Later, I have begun to think of this motif as the essence of the Christianity. A lady in the Old Testament tells that she cannot estimate the figure of her lover as other girls do, because she doesn't love him for its sake, but love his invisible things like his heart.
I have learned the spiritual love from this novel. I'd advise the young people to read it.
Lelia was Sand's third novel, and her most controversial when published. It is quite difficult to read -- more like a series of prose poems than a novel, really. But it is certainly worth the effort. Not only is Sand a true artist and poet, but she is a sharp proto-feminist critic; in fact, many of her critiques of marriage and the treatment of women are still completely relevent today.
Lelia tells the story of a woman of towering intellect who is unable to feel physical passion (she refers to herself as "impotent"). She feels great passion for art, poetry, and Nature, but she is unable to consummate her relationship with the young poet Stenio.

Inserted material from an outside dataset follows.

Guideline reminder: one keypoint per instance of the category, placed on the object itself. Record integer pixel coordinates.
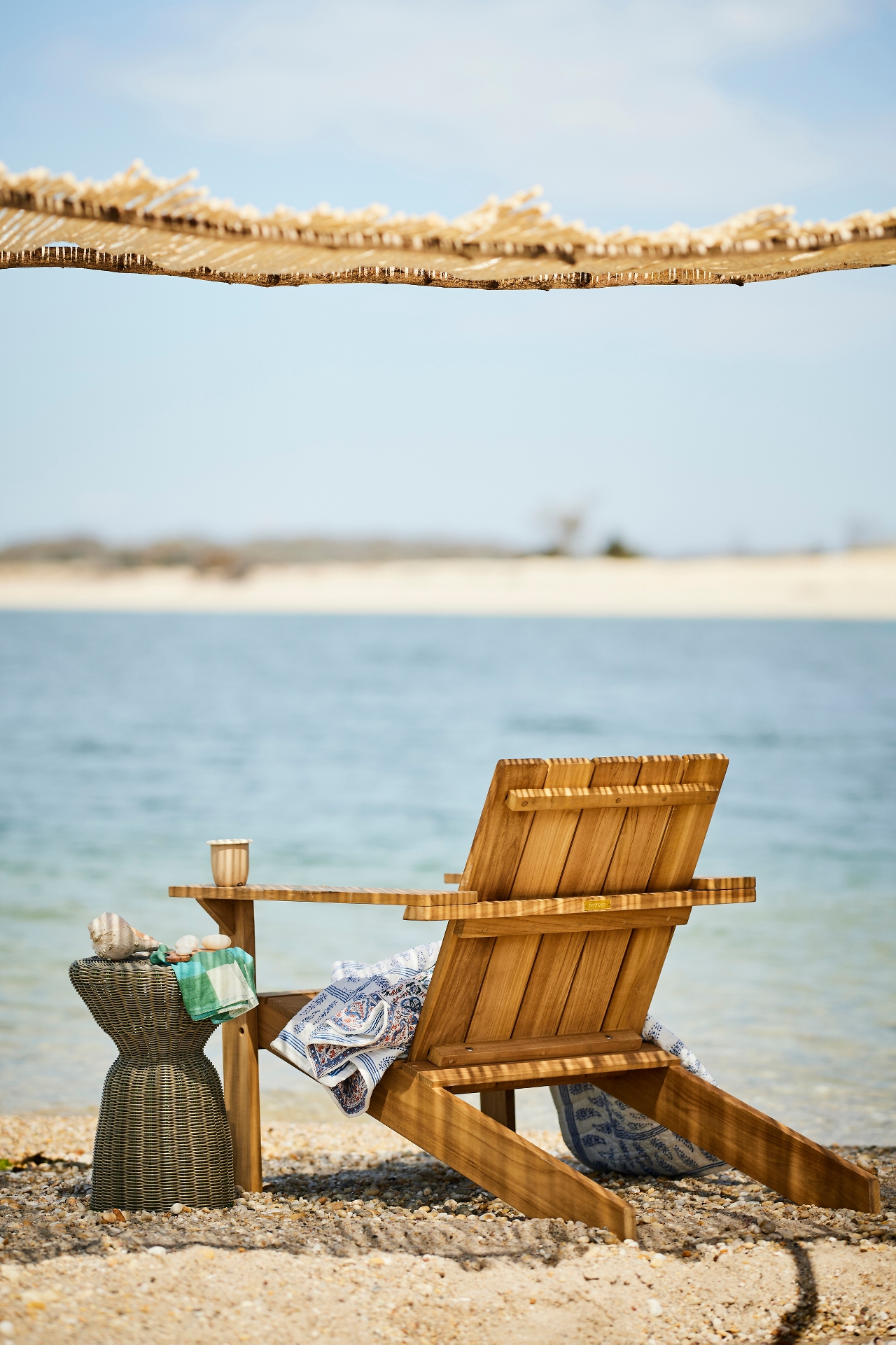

Much of the novel consists of the letter written between Lelia and Stenio, so we see Lelia both through the lens of the male gaze (the men constantly dichotomize her into angel/demon, mother/whore) and through her own eyes. The center of the novel deals with Lelia's relationship to her sister, the courtesan Pulcherie (based on Sand's romantic relationship with the actress Marie Dorval). At the heart of the novel is a description of Pulcherie looking upon the sleeping Lelia as a young girl and learning for the first time the power of love and life. It is, in my opinion, one of Sand's finest passages and absolutely not to be missed by anyone interested in Sand, women's European literature, or lesbian literature.
Lelia is an emotially turbulant novel; nowhere do we find the harmonious, transcendant union between man and woman that characterizes much of Sand's other work. Lelia stands out as a Sandian oddity because of the time in Sand's life in which it was written. Although it's difficult to find a copy, I highly recommend getting it any way you can. It is the job of feminist readers and critics to get Sand back into the canon.